Former child soldiers from Uganda have met with Minister for International Development, Stephen O’Brien, during their visit to the UK. The children, who are supported by the relief charity, Watoto, thanked the MP for the UK’s continued involvement and interest in redeveloping Uganda.
“Today I had the privilege to meet with several young Ugandans who have survived abduction and forced enslavement as child soldiers. These children and teenagers have endured unimaginable suffering and have shown great courage,” Minister for International Development, Stephen O’Brien, said.
“That they have come to the UK to share their story of restoration shows a great strength and character - I believe these children, and many others like them, will grow to become upstanding citizens, heralding a new generation of hope for Uganda. They are an inspiration to us all as much as to their fellow citizens in Uganda.”
Abducted from northern Uganda by the Lord’s Resistance Army in the eighties and nineties, thousands of Ugandan children were forced to become soldiers and terrorise their own communities. This brutality, coupled with an HIV epidemic, crippled the region.
For over fifteen years the international charity, Watoto has worked in Uganda creating safe and stable homes for women and children. The charity are taking part in the international Restore Tour, featuring former child soldiers sharing their own accounts of life during and after the conflict. The performances focus on a message of hope and restoration.
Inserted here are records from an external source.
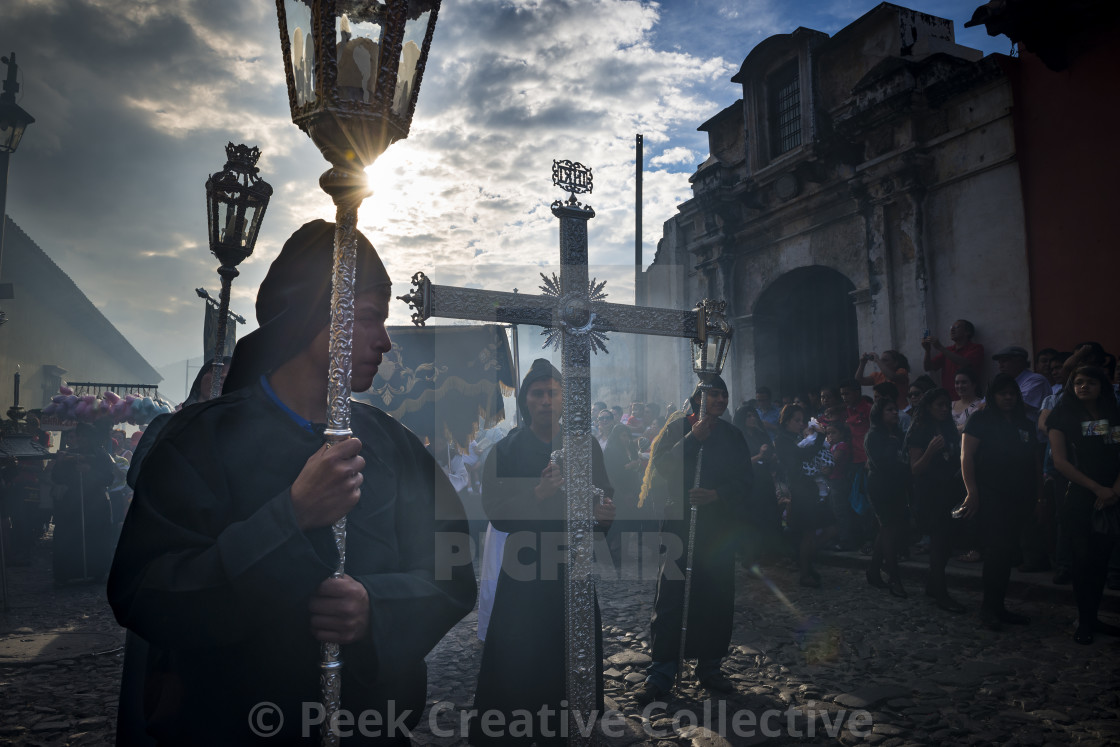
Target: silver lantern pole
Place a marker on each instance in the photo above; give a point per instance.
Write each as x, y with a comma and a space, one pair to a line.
353, 72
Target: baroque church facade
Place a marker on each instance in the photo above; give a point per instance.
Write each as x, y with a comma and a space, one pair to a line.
865, 188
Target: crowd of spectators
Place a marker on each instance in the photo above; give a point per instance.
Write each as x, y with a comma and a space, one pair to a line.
1023, 472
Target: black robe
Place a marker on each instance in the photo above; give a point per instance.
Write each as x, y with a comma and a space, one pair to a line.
213, 570
523, 663
726, 468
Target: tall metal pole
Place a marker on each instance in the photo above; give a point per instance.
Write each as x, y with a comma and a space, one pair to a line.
347, 189
641, 381
223, 311
5, 157
692, 543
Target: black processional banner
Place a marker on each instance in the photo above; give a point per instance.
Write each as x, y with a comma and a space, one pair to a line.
445, 380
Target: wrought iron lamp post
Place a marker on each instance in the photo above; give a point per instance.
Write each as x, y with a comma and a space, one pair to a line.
353, 69
709, 354
235, 202
14, 120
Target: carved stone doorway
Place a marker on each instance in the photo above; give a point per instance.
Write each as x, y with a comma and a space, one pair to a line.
805, 334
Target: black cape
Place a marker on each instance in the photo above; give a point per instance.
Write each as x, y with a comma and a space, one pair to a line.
523, 663
726, 468
213, 570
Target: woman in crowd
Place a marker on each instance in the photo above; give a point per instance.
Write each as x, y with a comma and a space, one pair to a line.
970, 400
1084, 436
624, 470
1001, 464
893, 367
933, 448
764, 529
810, 516
832, 409
887, 485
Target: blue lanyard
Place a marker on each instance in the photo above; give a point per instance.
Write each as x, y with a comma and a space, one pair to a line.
301, 421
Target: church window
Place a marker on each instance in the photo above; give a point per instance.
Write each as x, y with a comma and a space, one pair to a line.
784, 89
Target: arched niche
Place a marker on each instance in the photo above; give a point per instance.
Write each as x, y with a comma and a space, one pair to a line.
804, 330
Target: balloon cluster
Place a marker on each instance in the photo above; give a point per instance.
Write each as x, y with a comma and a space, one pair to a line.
117, 409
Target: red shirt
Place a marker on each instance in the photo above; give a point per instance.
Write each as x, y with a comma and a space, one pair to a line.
972, 353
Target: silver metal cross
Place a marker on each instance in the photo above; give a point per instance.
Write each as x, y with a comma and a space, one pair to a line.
576, 316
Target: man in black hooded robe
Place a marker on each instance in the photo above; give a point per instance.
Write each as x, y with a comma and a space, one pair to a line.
523, 668
225, 559
721, 502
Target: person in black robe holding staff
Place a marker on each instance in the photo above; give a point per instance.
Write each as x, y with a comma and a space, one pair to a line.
722, 505
522, 678
226, 556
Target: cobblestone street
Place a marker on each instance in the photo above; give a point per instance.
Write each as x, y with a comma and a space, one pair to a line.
812, 666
One of the Watoto children’s team remarked, “Meeting the minister was great. It means a lot to me that he met with us to hear about our lives and make us feel welcome. I hope to be a leader in my community and to continue the work Watoto has started redeveloping Uganda.”
The UK is supporting rehabilitation and recovery in Northern Uganda, including vocational training for 150,000 young people who have missed the opportunity of education and helping 4,500 people return to their homes.